1.1.1. Spatial Resolution
Spatial resolution is one of the most misunderstood and misleading features of remotely sensed data. Within the remote sensing community, its common definition is the minimum size of the targets on the ground that can be resolved (i.e., distinguished) by the sensor. However, in many cases, this interpretation of the concept is not suitable to the wide spectrum of current applications of satellite imagery (see the cases of hot spot detection, sub-pixel mapping, etc.). Thus, the choice of the most suitable metric for representing and measuring this feature is not straightforward as it appears on a first instance [
6,
7]. Within the scientific community, this topic has been an open question for decades (e.g., [
8]), and nowadays, it is still an active field of research (e.g., [
9]).
When discussing the concept of spatial resolution of remotely sensed data, it is important to clarify the existing differences between the concepts of spatial resolution and pixel size (PS). The first is an intrinsic native feature of the data (depending on the physical and geometric characteristics of the observing system); the latter depends on the characteristics of the processing applied to the original data (e.g., resampling) that allow displaying the images with a PS equal to or different than the native spatial resolution of the product [
10].
Concerning the terminology used for quantifying the spatial resolution concept, it is important to point out that the most widely used metrics are those based on the geometric properties of the imaging system. For all types of EO spaceborne platforms, the full across-track angular coverage is called the field of view (FOV), and the corresponding ground coverage is called the ground-projected field of view (GFOV) (also known as swath width). The angle subtended by a single detector element on the axis of the optical system is called instantaneous field of view (IFOV), whereas its projection onto the Earth’s surface is called ground-projected instantaneous field of view (GIFOV; also known as instantaneous geometric field of view-IGFOV) [
1]. The mathematical description of these parameters can be found in [
1,
5,
11], as well as additional details about the topic. End-users of EO-derived products generally prefer to use the term GIFOV. On the other hand, system/sensor engineers prefer the angular parameters IFOV because it has the same values in image and object space [
1].
The images derived by EO optical systems are composed of data acquired in a bidirectional sampling process, whose components are defined across-track and along-track. In this process, the along-track platform velocity also plays a role [
1]. The distance on the ground in the two scanning directions, known as ground sampling distance (GSD), is another common metric used for defining spatial resolution. The GSD of an instrument can be defined in order to match the GIFOV at nadir. However, the GSD can be made smaller than the GIFOV in the across-track direction to achieve better image quality [
1,
7]. This can generate further confusion, as highlighted by [
7] that raised the following issues representative of the complexity of the topic: “does across-track performance improve just because the data are resampled at smaller intervals compared to IGFOV? Can 5-m IGFOV sensor data, sampled at 1 m, have the same performance as a 1-m IGFOV sensor? What is the maximum allowable ratio of IGFOV over GSD?”
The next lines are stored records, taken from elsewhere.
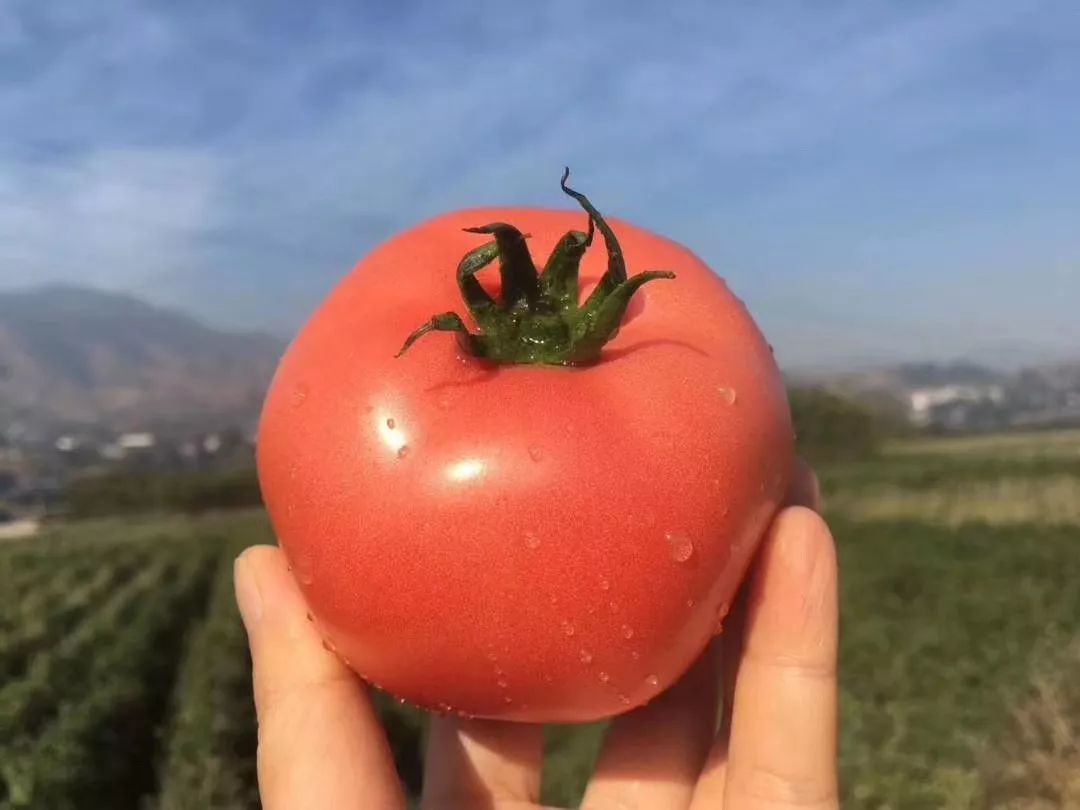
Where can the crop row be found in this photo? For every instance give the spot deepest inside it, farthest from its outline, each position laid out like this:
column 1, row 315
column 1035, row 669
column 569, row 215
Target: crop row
column 210, row 756
column 83, row 718
column 58, row 606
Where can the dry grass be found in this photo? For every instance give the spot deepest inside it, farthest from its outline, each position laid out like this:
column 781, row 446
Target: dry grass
column 1037, row 766
column 1001, row 502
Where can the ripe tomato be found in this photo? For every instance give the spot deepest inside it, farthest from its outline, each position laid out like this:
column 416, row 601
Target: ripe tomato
column 550, row 531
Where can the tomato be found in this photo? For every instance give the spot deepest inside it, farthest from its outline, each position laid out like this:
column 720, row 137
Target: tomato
column 513, row 526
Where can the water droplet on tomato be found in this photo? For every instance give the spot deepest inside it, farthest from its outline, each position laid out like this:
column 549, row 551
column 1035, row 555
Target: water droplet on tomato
column 304, row 571
column 720, row 616
column 679, row 545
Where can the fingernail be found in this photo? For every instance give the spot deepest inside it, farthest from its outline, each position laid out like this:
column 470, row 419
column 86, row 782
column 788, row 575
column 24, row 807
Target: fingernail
column 248, row 596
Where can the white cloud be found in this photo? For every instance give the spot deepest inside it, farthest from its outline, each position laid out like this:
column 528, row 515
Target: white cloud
column 238, row 163
column 111, row 218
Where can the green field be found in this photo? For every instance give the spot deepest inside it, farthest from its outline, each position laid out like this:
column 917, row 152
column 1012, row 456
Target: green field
column 123, row 671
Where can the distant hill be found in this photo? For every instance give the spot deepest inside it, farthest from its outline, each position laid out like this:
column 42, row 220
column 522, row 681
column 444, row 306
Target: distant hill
column 73, row 356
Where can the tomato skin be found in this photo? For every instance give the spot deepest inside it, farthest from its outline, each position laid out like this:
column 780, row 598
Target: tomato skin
column 537, row 543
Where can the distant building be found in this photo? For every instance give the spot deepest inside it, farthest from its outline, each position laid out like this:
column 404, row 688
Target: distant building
column 923, row 403
column 136, row 441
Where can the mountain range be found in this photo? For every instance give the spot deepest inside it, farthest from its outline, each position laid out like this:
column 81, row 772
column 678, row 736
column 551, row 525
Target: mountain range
column 79, row 359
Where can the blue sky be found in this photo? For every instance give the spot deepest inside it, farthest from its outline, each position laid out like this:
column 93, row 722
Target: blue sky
column 878, row 180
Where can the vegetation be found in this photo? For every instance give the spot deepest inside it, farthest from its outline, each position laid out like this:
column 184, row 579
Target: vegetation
column 125, row 675
column 831, row 428
column 127, row 493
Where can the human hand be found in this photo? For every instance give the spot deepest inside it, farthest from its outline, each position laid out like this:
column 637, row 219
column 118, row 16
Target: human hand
column 773, row 671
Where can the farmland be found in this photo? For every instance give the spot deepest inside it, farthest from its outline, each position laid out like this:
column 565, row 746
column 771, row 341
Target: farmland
column 124, row 674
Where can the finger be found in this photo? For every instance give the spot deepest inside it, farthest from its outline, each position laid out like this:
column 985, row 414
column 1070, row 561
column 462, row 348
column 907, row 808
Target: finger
column 652, row 756
column 320, row 739
column 805, row 489
column 482, row 764
column 782, row 748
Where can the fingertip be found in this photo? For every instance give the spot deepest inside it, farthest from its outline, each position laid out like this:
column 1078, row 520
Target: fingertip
column 793, row 599
column 805, row 489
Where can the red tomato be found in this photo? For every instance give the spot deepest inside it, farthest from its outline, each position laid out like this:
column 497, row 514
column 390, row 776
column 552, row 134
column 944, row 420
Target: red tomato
column 525, row 541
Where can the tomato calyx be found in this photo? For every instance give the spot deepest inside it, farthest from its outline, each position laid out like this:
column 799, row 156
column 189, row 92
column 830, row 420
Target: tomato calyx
column 538, row 318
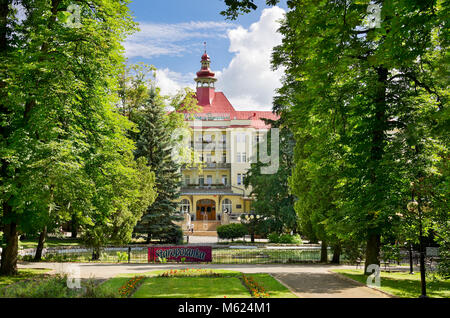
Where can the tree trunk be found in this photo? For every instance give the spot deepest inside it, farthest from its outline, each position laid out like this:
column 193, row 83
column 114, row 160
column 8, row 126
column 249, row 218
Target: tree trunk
column 336, row 254
column 9, row 253
column 40, row 247
column 372, row 251
column 95, row 253
column 324, row 252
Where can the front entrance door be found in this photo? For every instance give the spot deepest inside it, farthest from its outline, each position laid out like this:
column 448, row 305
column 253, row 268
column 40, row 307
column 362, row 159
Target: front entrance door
column 206, row 210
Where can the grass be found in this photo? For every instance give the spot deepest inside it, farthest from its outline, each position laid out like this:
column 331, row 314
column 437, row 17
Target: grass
column 228, row 285
column 192, row 287
column 403, row 284
column 23, row 274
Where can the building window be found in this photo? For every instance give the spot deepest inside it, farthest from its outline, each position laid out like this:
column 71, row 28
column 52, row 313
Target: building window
column 185, row 206
column 226, row 206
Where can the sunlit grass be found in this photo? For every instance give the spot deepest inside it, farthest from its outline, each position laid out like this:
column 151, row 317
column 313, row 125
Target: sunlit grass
column 22, row 275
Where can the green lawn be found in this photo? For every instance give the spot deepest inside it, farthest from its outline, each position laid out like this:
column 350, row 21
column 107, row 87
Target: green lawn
column 402, row 284
column 22, row 275
column 192, row 287
column 229, row 286
column 49, row 242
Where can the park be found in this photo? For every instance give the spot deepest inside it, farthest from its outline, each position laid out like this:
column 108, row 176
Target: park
column 239, row 149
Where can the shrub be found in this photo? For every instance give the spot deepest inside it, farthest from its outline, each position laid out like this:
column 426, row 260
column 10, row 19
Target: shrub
column 284, row 238
column 53, row 287
column 231, row 231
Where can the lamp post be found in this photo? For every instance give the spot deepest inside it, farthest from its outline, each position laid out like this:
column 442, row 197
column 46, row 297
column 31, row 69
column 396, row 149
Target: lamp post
column 414, row 206
column 250, row 219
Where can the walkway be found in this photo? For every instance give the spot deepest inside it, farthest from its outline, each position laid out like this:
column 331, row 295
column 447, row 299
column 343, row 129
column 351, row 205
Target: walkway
column 306, row 281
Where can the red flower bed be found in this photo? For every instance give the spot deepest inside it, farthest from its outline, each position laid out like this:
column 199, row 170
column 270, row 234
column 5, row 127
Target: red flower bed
column 256, row 290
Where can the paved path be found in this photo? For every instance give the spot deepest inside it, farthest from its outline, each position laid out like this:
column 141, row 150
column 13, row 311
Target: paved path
column 325, row 285
column 305, row 281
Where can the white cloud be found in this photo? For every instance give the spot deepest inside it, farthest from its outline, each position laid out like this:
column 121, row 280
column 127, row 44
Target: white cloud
column 155, row 39
column 248, row 81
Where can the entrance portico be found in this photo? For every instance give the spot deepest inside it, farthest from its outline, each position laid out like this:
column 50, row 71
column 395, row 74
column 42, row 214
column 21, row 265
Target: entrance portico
column 206, row 210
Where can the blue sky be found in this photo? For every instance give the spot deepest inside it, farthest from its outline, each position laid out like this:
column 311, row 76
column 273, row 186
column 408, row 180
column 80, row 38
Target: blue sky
column 172, row 35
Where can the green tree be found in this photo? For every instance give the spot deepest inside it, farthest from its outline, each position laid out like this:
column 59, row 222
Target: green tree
column 273, row 200
column 369, row 79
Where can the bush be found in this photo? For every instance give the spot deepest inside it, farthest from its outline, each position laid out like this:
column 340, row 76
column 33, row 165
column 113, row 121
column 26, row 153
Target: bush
column 231, row 231
column 284, row 238
column 95, row 290
column 52, row 287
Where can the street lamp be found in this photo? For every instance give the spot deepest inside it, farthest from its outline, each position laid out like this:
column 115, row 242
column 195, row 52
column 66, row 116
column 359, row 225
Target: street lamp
column 416, row 207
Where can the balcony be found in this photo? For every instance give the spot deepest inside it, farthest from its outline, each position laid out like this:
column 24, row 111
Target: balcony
column 211, row 165
column 214, row 186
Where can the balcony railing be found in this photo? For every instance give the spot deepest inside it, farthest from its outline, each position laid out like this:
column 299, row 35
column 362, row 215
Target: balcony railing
column 208, row 145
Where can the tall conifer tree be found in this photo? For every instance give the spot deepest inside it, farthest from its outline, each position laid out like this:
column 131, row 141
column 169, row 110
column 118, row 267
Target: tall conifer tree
column 155, row 143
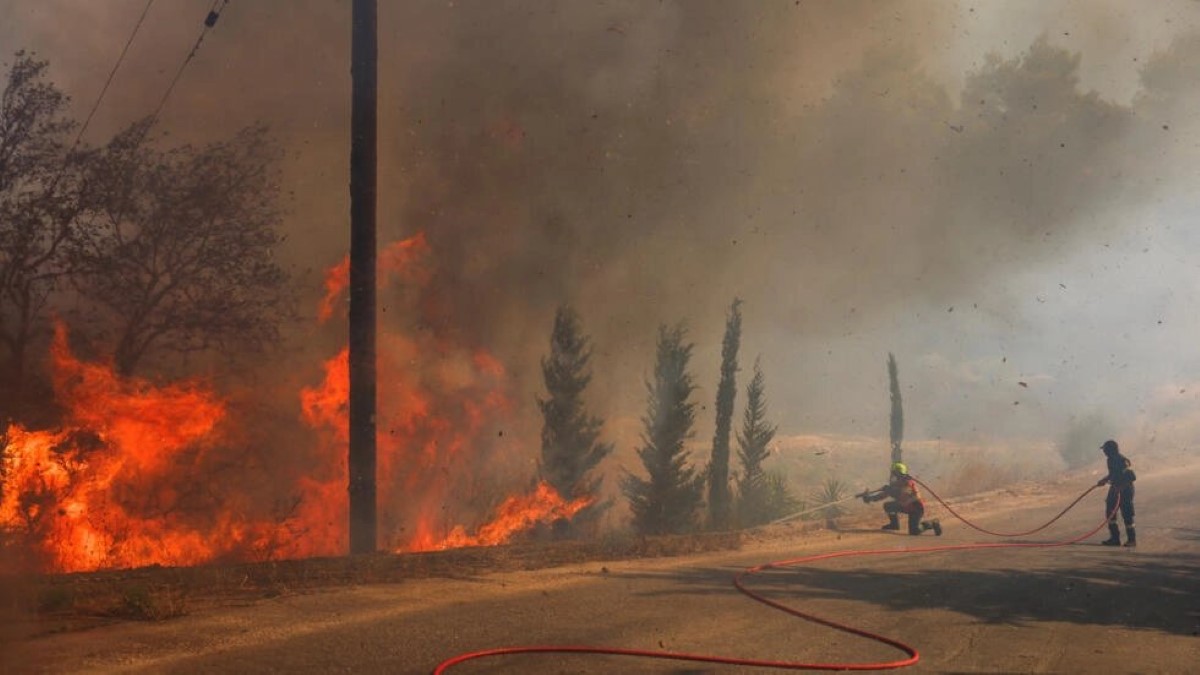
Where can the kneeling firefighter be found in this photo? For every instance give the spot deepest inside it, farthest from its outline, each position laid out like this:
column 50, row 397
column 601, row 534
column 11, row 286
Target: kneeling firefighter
column 905, row 499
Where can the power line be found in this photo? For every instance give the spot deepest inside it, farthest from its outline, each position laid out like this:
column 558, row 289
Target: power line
column 112, row 75
column 209, row 22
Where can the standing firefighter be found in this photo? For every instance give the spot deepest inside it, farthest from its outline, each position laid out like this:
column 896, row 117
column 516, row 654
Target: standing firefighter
column 1120, row 481
column 905, row 499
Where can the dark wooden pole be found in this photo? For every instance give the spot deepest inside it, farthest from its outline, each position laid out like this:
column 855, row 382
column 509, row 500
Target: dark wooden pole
column 364, row 52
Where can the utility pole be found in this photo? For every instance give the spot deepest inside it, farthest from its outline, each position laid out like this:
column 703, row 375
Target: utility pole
column 364, row 55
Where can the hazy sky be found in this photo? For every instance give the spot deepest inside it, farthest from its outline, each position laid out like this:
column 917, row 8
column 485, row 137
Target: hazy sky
column 997, row 192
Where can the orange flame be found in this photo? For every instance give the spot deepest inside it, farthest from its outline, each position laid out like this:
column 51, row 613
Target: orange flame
column 517, row 514
column 105, row 489
column 133, row 475
column 397, row 260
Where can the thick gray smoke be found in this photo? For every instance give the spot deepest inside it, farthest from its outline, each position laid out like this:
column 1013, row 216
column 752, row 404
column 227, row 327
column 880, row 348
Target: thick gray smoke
column 863, row 174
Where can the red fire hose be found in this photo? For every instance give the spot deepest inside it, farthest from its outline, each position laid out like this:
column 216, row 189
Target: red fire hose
column 912, row 656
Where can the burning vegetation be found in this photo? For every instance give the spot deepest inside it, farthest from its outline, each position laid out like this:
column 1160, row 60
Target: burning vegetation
column 138, row 473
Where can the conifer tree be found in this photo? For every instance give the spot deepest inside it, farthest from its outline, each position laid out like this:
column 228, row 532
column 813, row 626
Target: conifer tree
column 669, row 499
column 719, row 499
column 755, row 488
column 570, row 446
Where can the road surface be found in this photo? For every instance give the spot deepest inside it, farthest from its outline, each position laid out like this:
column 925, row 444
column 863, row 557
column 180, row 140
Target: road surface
column 1081, row 608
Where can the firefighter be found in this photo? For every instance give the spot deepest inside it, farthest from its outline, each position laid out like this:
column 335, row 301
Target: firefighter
column 1120, row 482
column 905, row 499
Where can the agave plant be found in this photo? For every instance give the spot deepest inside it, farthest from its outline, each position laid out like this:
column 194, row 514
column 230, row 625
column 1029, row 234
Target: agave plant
column 832, row 490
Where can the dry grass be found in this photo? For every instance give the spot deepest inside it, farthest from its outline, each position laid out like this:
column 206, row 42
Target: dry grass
column 65, row 602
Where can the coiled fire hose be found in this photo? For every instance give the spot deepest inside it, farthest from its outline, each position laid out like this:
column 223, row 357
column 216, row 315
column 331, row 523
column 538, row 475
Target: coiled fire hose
column 911, row 657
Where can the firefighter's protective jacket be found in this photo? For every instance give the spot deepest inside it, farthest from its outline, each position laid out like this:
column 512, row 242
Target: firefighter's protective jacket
column 904, row 490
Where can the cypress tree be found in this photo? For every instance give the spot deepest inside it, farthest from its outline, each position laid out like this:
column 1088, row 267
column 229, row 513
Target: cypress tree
column 754, row 441
column 719, row 499
column 570, row 446
column 669, row 499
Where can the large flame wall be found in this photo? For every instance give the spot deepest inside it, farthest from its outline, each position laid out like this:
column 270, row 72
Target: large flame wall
column 141, row 473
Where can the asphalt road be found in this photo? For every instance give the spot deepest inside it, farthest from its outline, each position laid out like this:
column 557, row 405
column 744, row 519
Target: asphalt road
column 1081, row 608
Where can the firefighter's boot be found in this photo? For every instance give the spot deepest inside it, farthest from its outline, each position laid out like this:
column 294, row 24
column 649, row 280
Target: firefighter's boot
column 935, row 525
Although from a geometrical and theoretical point of view the spatial resolution can be described by the abovementioned parameters, their values do not necessarily provide the minimum size of objects that can be detectable in an image. In fact, blurring effects due to optic phenomena (e.g., aberration, diffraction) may be present and lead to image degradation. In addition, the nominal IFOV dimension can be degraded because of different (technical/physical) reasons that may reduce the detector size [
6]. Conversely, objects smaller than a declared spatial resolution may be sufficiently brighter or darker than their surroundings to change the overall radiance of the pixel and be recognized [
6]. In Landsat thematic mapper (TM) imagery, for instance, there can be observed features (such as roads) with widths much smaller than the specified 30 m spatial resolution, providing that there is adequate contrast compared to the surroundings [
7].
Other metrics have been developed for quantifying the spatial resolution concept (e.g., Rayleigh diffraction limit-RDL, ground spot size-GSS, Rayleigh resolution criterion-RRC, sparrow metric), but they are less used than the one previously reported. Examples of these metrics can be found in [
9], to which the reader is invited to refer for a more detailed explanation.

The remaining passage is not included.